A week ago or so ago, the psychopath killer Bryan Kohberger, who slit the throats of those four college kids in Moscow, Idaho—found himself in a 8’ by 10’ by 12’ prison cell for the rest of his life. I sat listening to the “victims impact statements’ of the family members with tears streaming down my face the whole time.
He destroyed four lives in the spring of their years. He destroyed eight parents. He destroyed dozens of friends of those college kids. He destroyed the emotions of relatives, college instructors and worse—-he destroyed those four kids’ future husbands and wives, their kids, the jobs they would have worked, the travel, the joy of being alive.

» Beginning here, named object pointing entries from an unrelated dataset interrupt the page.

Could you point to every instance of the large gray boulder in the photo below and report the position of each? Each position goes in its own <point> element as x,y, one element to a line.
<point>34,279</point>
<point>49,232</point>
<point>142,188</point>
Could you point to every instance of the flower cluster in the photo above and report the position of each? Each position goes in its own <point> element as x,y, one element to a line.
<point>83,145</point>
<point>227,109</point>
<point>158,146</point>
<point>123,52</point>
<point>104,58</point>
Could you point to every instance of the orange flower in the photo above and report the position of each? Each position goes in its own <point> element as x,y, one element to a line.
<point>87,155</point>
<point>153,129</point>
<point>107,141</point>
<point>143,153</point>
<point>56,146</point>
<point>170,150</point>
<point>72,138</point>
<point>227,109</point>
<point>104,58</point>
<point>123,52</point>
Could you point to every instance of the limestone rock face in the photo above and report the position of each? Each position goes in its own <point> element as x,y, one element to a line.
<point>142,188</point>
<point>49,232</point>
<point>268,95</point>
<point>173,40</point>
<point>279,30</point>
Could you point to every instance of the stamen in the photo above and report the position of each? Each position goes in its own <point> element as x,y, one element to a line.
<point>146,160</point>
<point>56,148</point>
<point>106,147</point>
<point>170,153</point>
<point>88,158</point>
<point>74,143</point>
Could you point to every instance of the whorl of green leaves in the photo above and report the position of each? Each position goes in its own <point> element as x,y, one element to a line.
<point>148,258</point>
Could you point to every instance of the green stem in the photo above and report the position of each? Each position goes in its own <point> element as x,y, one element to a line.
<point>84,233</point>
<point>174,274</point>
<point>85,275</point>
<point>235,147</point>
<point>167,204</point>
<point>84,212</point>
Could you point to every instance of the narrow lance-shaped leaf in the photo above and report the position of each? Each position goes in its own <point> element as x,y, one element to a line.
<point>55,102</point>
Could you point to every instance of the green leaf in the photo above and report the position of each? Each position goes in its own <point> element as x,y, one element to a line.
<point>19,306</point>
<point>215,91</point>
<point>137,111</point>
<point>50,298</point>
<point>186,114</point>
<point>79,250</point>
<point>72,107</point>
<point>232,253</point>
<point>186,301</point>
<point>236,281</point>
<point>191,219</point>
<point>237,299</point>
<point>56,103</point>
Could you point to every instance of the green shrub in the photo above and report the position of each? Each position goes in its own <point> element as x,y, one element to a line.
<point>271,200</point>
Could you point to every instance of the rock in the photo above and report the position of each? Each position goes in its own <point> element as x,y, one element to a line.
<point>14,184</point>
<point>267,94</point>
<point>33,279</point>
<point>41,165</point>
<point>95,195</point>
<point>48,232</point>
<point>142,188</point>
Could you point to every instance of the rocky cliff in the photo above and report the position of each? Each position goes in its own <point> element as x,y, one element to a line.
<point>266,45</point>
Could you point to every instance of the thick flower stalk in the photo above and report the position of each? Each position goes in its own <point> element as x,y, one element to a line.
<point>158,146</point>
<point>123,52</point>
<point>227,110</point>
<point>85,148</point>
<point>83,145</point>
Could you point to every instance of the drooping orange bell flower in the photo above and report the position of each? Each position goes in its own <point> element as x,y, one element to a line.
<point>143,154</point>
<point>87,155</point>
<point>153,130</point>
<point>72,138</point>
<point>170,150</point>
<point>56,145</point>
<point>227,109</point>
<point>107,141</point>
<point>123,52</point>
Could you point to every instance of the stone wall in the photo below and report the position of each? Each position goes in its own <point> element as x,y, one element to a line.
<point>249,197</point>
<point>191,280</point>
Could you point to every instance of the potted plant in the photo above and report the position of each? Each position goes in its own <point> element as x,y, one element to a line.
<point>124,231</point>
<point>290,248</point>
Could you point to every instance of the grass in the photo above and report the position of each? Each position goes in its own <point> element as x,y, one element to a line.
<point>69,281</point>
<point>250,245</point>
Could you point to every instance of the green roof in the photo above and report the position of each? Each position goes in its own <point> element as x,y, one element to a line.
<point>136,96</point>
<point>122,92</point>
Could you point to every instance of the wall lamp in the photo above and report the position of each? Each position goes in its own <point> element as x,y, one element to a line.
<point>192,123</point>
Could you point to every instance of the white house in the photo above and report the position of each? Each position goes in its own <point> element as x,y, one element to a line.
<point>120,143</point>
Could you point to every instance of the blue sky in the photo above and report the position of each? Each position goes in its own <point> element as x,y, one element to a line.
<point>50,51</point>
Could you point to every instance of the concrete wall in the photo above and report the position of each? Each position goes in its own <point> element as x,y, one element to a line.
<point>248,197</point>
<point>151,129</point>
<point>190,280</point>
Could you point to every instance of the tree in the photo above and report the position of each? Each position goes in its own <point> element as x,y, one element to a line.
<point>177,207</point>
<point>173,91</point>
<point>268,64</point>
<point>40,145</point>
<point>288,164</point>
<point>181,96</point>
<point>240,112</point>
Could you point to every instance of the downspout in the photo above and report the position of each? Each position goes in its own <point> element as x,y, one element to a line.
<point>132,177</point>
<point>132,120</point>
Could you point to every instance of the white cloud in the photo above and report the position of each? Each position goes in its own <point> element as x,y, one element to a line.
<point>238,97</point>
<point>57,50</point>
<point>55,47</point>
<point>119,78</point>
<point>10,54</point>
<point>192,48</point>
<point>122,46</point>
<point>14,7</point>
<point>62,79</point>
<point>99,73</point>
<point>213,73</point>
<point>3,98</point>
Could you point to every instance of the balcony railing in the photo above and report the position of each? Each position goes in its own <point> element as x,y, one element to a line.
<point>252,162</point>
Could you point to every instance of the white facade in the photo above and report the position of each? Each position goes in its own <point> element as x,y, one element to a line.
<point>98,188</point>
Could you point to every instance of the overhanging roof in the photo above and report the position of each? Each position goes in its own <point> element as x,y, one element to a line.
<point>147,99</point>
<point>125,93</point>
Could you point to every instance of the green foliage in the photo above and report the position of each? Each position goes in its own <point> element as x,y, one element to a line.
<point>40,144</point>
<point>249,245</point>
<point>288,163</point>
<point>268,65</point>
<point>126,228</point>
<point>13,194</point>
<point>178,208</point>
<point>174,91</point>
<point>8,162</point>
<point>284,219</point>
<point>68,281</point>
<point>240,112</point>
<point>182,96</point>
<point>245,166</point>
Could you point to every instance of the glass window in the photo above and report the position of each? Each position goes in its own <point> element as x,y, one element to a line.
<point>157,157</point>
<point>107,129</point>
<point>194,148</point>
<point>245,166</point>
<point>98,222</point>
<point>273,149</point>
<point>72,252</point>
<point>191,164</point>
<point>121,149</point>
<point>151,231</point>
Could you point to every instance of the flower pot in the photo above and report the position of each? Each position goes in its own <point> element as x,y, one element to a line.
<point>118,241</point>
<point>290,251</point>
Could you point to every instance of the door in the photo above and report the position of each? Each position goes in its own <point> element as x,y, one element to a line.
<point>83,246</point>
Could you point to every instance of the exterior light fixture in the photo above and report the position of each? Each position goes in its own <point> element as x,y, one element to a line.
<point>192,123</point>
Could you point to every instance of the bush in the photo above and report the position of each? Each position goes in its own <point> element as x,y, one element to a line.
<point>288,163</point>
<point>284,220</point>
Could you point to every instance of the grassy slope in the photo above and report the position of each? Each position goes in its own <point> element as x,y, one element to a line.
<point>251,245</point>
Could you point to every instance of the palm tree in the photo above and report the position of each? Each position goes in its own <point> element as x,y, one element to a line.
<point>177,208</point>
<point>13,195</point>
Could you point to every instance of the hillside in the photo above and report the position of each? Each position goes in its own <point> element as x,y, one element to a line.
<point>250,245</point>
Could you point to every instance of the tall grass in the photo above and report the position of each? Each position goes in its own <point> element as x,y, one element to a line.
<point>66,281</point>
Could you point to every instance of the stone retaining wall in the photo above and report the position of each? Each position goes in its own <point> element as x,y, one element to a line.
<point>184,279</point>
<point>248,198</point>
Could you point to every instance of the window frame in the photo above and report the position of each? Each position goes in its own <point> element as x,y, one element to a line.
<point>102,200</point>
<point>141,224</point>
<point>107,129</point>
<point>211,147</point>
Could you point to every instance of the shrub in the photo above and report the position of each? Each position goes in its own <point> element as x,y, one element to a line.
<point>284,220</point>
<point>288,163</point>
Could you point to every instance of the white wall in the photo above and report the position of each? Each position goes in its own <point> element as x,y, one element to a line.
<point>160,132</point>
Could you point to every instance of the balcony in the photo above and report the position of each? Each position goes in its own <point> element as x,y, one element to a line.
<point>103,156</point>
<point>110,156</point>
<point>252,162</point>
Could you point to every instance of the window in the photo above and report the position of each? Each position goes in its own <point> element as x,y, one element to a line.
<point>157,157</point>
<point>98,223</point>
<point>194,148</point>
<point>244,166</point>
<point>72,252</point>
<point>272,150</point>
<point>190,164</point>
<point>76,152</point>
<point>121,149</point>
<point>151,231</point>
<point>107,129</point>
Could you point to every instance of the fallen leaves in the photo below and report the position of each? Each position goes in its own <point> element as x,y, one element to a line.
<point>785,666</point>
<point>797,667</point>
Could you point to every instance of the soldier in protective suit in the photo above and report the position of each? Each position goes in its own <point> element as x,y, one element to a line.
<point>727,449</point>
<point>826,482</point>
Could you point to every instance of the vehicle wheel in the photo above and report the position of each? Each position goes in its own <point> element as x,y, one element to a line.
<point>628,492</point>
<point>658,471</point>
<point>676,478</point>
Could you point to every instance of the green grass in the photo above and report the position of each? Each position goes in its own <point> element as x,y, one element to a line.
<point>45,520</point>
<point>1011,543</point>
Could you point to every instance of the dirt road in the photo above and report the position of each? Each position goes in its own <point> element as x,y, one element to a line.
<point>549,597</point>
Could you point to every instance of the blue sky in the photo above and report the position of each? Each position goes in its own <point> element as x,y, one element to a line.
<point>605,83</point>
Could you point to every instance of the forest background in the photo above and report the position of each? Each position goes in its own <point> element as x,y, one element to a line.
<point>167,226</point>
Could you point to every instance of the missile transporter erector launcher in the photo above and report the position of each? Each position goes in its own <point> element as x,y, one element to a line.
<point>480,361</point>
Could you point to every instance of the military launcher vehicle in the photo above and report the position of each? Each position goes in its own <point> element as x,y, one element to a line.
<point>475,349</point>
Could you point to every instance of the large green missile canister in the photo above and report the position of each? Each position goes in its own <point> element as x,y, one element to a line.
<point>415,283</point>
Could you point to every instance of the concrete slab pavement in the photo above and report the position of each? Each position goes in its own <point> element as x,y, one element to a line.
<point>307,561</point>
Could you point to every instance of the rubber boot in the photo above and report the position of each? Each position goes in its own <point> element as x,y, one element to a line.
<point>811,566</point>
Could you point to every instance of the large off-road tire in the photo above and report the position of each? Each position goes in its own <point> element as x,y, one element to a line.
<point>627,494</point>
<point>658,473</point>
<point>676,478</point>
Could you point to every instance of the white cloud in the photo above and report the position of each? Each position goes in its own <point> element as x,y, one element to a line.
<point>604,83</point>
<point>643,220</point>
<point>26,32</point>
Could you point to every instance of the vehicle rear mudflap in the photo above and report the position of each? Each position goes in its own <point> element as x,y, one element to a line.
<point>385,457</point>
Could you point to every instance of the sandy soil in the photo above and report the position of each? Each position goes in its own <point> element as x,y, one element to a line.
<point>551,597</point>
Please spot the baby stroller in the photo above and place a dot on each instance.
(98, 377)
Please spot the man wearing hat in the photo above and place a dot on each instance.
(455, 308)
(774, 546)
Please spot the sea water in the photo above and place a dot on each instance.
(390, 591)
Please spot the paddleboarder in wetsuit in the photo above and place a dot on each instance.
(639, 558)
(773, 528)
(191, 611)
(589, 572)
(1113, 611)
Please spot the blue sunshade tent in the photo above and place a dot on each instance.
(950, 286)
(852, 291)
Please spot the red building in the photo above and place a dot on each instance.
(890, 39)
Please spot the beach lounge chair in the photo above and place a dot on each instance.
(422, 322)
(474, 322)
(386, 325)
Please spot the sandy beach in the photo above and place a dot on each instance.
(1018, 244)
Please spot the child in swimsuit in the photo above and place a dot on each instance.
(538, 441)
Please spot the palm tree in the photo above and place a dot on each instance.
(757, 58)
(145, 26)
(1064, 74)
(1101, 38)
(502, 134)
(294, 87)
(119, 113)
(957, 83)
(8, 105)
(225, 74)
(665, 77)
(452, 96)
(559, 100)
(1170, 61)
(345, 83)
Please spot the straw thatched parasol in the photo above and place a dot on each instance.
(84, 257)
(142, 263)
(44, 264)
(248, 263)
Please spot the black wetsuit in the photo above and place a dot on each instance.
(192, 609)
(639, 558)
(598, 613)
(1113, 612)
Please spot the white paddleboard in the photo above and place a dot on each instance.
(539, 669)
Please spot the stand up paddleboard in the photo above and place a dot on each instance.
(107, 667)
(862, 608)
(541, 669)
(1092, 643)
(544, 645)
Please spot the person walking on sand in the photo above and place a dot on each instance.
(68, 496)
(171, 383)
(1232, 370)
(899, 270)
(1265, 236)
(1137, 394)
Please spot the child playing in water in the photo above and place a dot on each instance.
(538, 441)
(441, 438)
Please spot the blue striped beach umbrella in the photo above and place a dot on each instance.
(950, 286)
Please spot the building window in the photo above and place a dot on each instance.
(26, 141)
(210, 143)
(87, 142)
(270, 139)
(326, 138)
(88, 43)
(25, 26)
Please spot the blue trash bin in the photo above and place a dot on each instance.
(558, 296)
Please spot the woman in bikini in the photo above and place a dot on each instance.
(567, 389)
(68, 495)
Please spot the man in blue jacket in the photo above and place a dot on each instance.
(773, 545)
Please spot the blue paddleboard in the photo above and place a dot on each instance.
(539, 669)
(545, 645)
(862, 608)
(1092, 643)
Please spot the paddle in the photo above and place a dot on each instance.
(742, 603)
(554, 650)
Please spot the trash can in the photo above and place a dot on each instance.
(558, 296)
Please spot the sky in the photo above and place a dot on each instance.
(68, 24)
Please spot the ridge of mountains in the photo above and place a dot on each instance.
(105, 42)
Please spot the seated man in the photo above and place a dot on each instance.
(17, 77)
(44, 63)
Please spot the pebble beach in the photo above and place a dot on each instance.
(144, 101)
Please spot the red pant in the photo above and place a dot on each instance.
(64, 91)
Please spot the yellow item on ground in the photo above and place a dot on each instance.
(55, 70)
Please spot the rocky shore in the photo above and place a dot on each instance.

Kohberger did a number on my emotions because I’ve lost friends and family members to early death. I’ll bet he did the same to you. The sheer senselessness and horror of his actions defy a sane person’s imagination. While he sits and rots in that jail cell for the next 50 years, his life grows more meaningless and vacant with every minute of every day. How did such a monster ever set foot on this planet?
Will time heal all wounds? From my perspective, not a chance. The pain he inflicted on those kids, their families, and even the nation will remain as a life-long “dagger” in everyone’s hearts.
But then, here in Denver, Colorado, I witnessed the slaughter of innocents at Columbine High School over 26 years ago. Those two walking “insane asylum” teenagers destroyed lives and families that reaches into today because “time heals all wounds” doesn’t really soothe anyone’s painful experiences of that day.
Then, you look at another Denver tragedy when a shooter walked into a movie theater to shoot 12 dead and injure 70 others. None of the living will ever recover from that horror.
And then, December 14, 2012, look back at the parents of those 20 kids and four adults at Sandy Hook Elementary who suffered death at the hands of a mentally sick kid with an automatic weapon. I would be interested in the long-term pain those victims’ parents and friends still suffer today.
Just this week, a nutcase drove from Las Vegas to New York City to kill four people in cold blood. It makes you sick to your stomach that so many “crazy people” walk around shooting up and destroying countless lives.
Over the 4th of July weekend in Chicago, 55 shootings with 6 dead, or maybe more after they didn’t survive surgery. It’s nuts!
Why does this bother me?
At my age of 17, my father died of a heart attack at his youthful age of 46. It devastated me. It changed my personality. It changed my life. It wrecked my sister and did a number on one of brothers. We were doing our lives with paper routes, school, baseball, basketball, and football. We played golf, tennis, bowling and canoeing. All of a sudden, I come home in April of 1964 with a whole bunch of cars in the front of our house. My Dad’s best friend took me aside, “Frosty, I’ve got bad news…your father died umping behind the plate at the Albany game…I’m so sorry.”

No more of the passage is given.